As I was riding my bike to work last week I realize how much less depressed I have been lately. I think there are several contributing factors. For a long while I simply just accepted the depression as a constant battle that I had something that would ebb and flow in and out of my life. Even now I do occasionally fear its return someday.
I attribute my better mood to God leading me in to the path of coaching. Diving more into the coaching process learning about it, being coached, and coaching others. I think this has given me tools to help me process stressors in my life more effectively. I am comfortable in my singleness. I don’t feel lonely anymore and I have a confidence that God will bring a partner into my life soon, but when the time is right. Working with a relationship coach and reading ‘Fearless Loving’ by Rhonda Britten there are several activities that have increased me confidence and caused imagine that being in a relationship.

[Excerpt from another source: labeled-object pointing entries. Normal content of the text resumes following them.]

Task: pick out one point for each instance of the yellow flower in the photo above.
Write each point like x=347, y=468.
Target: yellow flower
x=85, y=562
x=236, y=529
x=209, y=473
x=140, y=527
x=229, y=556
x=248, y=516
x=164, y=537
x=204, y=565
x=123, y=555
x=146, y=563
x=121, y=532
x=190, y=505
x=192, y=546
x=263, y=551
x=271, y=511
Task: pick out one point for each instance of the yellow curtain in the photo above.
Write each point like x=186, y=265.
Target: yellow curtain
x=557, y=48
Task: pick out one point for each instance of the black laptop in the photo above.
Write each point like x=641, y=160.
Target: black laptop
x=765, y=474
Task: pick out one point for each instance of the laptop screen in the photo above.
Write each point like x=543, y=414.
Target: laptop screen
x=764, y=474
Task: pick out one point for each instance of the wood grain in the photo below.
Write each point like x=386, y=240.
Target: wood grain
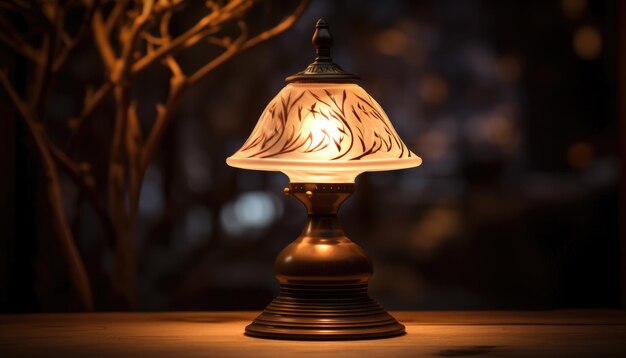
x=220, y=334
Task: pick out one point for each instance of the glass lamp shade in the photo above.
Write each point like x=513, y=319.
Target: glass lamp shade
x=323, y=133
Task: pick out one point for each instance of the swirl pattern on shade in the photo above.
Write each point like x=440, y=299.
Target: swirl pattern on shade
x=331, y=122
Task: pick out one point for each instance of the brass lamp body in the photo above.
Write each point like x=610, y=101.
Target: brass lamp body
x=323, y=279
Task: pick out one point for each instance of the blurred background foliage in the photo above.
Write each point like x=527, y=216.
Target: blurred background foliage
x=512, y=106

I think the meditation and exercise and losing weight and feeling better and more energy in my body has also increased my outlook. I have noticed just in the recent weeks that I am a bit calmer at work. I snap at my co-workers less, I take criticism easier. There a still little complaints but they are pretty minor and don’t stress me out too much. Maybe that is because the semester is so close to the end.
Another one of my greatest accomplishments has been keeping a budget. It has not been easy but I haven’t had any overdraft fees since December, which I consider a great accomplishment. Allotting myself cash to use through out the month for different things has really helped. And not going out to eat and reducing my clothes shopping. Really thinking about purchases and what I need before buying.
Overall I am very happy with the changes and shifts in perspective I have made in my life, and had a positive outlook on my future. It is an energizing place to be.